В этической религии, и прежде всего в братской религиозности, глубокое внутреннее напряжение возникает и в отношении к искусству, подобно отношению к упомянутой наиболее сильной власти иррационального в жизни людей. Вначале религия была тесно связана с искусством. Разного рода идолы и иконы, музыка как средство экстаза или экзорцизма и апотропеических действий культа, песнопения священных певцов, действия колдунов, храмы и церкви в качестве величайших архитектурных сооружений, парча и церковная утварь – все это становится основным продуктом искусств и ремесел, и религия превращается в неисчерпаемый источник художественного развития.
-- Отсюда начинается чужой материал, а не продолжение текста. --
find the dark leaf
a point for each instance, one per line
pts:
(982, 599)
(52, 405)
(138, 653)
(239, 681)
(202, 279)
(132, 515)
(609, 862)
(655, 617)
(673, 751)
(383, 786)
Однако чем больше искусство конституируется как автономная область (результат светского образования), тем интенсивнее оно создает свои ценности, совершенно отличные от тех, которые господствуют в религиозно–этической сфере. Всякое непосредственное, рецептивное восприятие искусства исходит прежде всего из значения содержания, и оно может служить основой сообщества.